I was thinking that many people focus on direction when it comes to climate change. By this I mean that the focus is too much on what we are doing now, and how we should change it. For example, we are outputting this much carbon into the atmosphere. Next year, let’s output less and find ways to do it.

Yes, this is necessary but it is far from sufficient because strategies to change rarely focus on momentum, or why we are heading in this direction in the first place. You know, I recently took a look at rental prices in my home country of Canada, and they’re quite high. Even cheap cities are approaching $2000 Canadian dollars for a small apartment. When I lived there a few years ago, $2000 would be enough to rent a nice house.

What this says is this: the cost of living is still going up. In order to afford this cost, people need to work harder and the only reason why this entire system works is because we are pushing “the economy” forward. This push forward is entirely based upon consumerism, because aside from some special cases, we already have everything we need. Therefore, we are all trying to convince everyone else that all this “new stuff” that we are doing is really making life better, when in reality it is making life worse because it is based upon an unsustainable economy.

Therefore, although we can do things here and there to slow our climate destruction, and doing so is great, the economic signs point to an ever increasing spiral where we are seeping forward through the cracks of sanity, scorching and dissolving everything in our path.

We are headed towards annihilation. People who have some sense of this fall into two categories: either they are too poor or powerless to do anything about it, or they have enough money to escape into nature preserves or other nice places that safely ignore the forseeable future. In reality, we are locked into a direction through our massive momentum to bring up the economy. It is the global economy that is the problem, and as long as it exists, we will have a serious problem because everyone can only exist within it by pushing the system farther up.

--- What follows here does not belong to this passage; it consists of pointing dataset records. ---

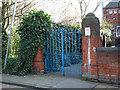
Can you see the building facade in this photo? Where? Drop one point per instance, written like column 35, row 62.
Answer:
column 111, row 12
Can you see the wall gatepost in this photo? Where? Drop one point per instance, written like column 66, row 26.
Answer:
column 90, row 40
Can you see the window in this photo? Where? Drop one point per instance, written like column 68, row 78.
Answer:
column 110, row 11
column 119, row 11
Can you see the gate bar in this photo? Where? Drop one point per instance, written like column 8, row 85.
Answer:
column 62, row 51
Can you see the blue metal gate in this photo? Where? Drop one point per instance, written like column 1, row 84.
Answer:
column 64, row 52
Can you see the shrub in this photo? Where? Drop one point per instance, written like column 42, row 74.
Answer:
column 32, row 31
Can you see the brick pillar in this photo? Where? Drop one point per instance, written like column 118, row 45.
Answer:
column 89, row 67
column 38, row 63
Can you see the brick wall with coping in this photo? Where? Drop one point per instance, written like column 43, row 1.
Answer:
column 108, row 64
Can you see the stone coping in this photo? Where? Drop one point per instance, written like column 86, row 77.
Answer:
column 108, row 49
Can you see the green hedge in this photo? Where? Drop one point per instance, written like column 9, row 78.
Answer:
column 32, row 31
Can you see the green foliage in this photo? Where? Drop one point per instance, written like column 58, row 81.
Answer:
column 32, row 31
column 11, row 66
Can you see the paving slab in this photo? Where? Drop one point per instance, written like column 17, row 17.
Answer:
column 52, row 80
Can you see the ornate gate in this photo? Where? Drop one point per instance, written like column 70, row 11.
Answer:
column 64, row 52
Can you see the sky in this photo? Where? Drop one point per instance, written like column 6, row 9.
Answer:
column 75, row 5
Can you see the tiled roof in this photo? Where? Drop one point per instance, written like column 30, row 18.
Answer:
column 113, row 4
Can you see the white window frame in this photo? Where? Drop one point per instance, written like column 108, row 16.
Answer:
column 110, row 12
column 115, row 11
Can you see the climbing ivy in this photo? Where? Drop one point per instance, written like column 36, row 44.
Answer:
column 32, row 31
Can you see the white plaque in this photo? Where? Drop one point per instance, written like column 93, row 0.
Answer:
column 87, row 31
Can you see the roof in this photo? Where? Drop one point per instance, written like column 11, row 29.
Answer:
column 113, row 4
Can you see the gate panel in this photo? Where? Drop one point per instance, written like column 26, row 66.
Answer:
column 64, row 52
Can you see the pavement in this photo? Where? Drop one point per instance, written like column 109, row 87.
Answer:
column 51, row 80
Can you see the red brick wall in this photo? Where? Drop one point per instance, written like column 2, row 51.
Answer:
column 94, row 42
column 108, row 65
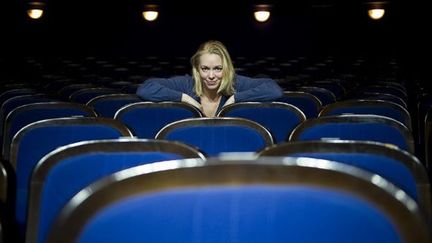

For example, if I wanted to move back to Canada, the only possibility would be to further grease the wheels of consumerism in some way. “Go into the woods” you might say. But it is getting increasingly hard to find a place where one can subsist on the wild earth independently. More land is being converted to residential land, which really equates to “land with a house” that requires large sums of money to purchase—money of such quantity that it would be hard to obtain it without contributing significant effort to pushing up the economy.

One of the cheapest alternatives is to buy a tiny house or trailer and set it up off-grid, but one of the main problems is to find land. Although it is possible, there are fewer and fewer places where this is allowed. Of course, there are possibilities, but if it were sufficiently easy, more and more people would do it and eventually there’d be a critical mass of people to do it.

This critical mass would be extremely irritating to property owners and investors who want the price of houses to go up as fast as possible. Since they have most of the money, they would influence laws to make alternative, cheap lifestyles harder. It would also be irritating to big business, who are the most powerful of all, and they will do anything to prevent their empire to fall.

From this discussion, we come to the inevitable conclusion that the world will have a very hard time changing. If we are to have any chance of changing it, we need to fight the foundation of the system at every turn: find ways to make it easier to live sustainably without pushing the economic system higher. Trade instead of buy, buy locally instead of internationally, work less, etc. But even then, we will have a huge fight on our hands because the entire system is kept going by people with immense power who want even more power. Still, it’s something of a chess game: there is intricacy but it only takes one mistake by our opponent, and maybe, just maybe, we can create something new.